Ditar não é apenas mais cômodo, mais
favorável à concentração, mas tem além disso uma vantagem objetiva. O ditado
torna possível ao escritor, nas fases iniciais do processo de produção,
colocar-se na posição do crítico. O que ele aí estabelece não é obrigatório, é
provisório, simples material a ser elaborado; entretanto uma vez transcrito
isto lhe aparecerá como algo dele alienado e, em certa medida, objetivo. Ele
não precisa ter medo de fixar alguma coisa que não permaneça, pois não é ele
quem tem que escrevê-lo: por responsabilidade ele prega uma peça nesta última.

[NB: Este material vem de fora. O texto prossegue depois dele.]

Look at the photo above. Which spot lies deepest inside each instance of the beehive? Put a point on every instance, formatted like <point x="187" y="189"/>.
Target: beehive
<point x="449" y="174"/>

O risco de formular toma primeiro a forma inofensiva de um ligeiro memorando
que lhe é apresentado, depois, de um trabalho efetuado sobre algo já existente,
de tal modo que já não percebe mais sua própria audácia. Face à dificuldade de
cada enunciado teórico- que pode chegar a proporções desesperadoras- esses
estratagemas tornam-se uma bênção. Eles são meios técnicos auxiliares do
procedimento dialético, que faz asserções para depois retirá-las e, no entanto,
mantê-las. Mas quem anota o ditado merece agradecimentos, se por contradição, ironia,
nervosismo, impaciência ou falta de respeito, tira o escritor do seu sossego no
momento certo. Ele atrai sobre si a raiva, e essa cólera é derivada da má
consciência armazenada, com que o autor desconfia de seu próprio produto e que
o incita a agarrar-se com unhas e dentes, com obstinação cada vez maior, ao
texto que presume sagrado. O afeto que é dirigido com ingratidão ao incômodo
ajudante tem um efeito purificador sobre a relação com a coisa tratada.
Adorno, Theodor (1903-1969)
Mínima
Moralia. Tradução de Luiz Eduardo Bicca. São Paulo: Ática, 1992.p 186.